When exactly subroutine calls to "end_addwall" will actually
lead to RTS? And will it do that twice when "end_addwall"
gets subroutine call to from previous instruction?
> BTW is there something I can add to the code for some kind of 'debug
> build' which adds flow verification signals you can compare with your
> profiler results? e.g. make explicit prologue/epilogue signal calls on
> every routine? If this is helpful let me know. Sometimes the easiest way
> to debug a debugger or profiler is to do it in the subjected code :)
Well, I think it anyway needs knowledge of what the code in general
is supposed to do, so it's better to ask from the author of the code,
if quick reading of the assembly in the profile disassembly and
the caller info doesn't tell enough.
> >  rte is accepted because there could have been exception on that
> > return address.
> There are no interrupts in the DSP module - no occurrences of rte
> anywhere. It's all 'user-land' code. Even the command system is
> explicitly handled (a word written as host port data is interpreted as a
> command by 'command_base' routine via a table and a JMP made to
> the appropriate sub-routine (albeit, not really a subroutine as it's not
> a real 'call'), followed by a JMP back to the command processor.
> In fact I'll probably convert this into a table of jmp instructions
> later, to save a little time on the lookup. The size and frequency of
> commands is getting more fine-grained recently.
> TRIVIA: The DSP actually has a hardware implementation of this command
> structure but it has some hidden implications and limitations so I
> implement it manually. In fact one of the problems with the HW command
> structure is that it is time critical - it forces an immediate interrupt
> to handle the command whereas 'normal' host data writes are FIFO
> buffered so the command sent by the CPU is decoupled from the time it
> needs to happen on the DSP - a sort of lazy response pipeline, which can
> actually help with performance and soaking up synchronization issues.

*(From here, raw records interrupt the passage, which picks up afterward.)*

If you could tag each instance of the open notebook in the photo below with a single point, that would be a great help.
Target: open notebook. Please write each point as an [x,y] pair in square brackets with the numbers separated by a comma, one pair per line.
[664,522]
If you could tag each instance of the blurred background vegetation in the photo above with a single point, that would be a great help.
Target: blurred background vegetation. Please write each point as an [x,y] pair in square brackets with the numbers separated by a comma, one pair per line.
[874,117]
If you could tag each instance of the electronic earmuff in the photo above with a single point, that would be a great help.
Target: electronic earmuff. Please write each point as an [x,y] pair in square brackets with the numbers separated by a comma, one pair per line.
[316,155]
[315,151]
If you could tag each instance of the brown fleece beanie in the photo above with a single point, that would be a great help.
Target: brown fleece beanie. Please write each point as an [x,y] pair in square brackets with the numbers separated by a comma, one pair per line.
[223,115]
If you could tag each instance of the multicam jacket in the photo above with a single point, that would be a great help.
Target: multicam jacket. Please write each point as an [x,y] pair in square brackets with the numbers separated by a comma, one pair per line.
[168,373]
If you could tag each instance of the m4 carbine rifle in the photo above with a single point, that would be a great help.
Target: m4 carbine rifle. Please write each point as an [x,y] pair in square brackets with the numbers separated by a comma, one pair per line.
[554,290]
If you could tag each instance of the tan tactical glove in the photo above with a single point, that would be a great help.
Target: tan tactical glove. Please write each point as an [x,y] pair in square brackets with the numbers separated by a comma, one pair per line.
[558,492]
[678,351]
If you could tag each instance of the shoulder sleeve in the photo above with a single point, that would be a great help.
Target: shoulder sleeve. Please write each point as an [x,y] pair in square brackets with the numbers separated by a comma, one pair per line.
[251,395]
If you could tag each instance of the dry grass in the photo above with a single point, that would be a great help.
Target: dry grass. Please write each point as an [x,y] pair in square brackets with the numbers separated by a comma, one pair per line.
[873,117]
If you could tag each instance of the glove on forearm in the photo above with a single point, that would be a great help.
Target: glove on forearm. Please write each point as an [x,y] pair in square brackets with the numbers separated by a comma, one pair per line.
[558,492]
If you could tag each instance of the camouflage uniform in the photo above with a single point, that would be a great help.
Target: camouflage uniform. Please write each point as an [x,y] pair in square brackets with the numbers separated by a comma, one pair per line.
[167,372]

> > > When I've had a chance to try the new changes I'll report back. I may
> > > have some questions too about importing symbols from the .prg? I saw
> > > Laurent was using this on the dev list and it seems appealing!
> > It's dead simple. Just use Devpac D & X linker options to add symbols
> > to the built binary, and when that program is running (or you're at its
> > first instruction after "pc=text" breakpoint triggers), just call
> > "symbols prg" to get symbols loaded from that (unstripped) program.
> Wonderful. This is the next thing I will try because exporting those LST
> files from Devpac is quite annoying and takes a loooong time.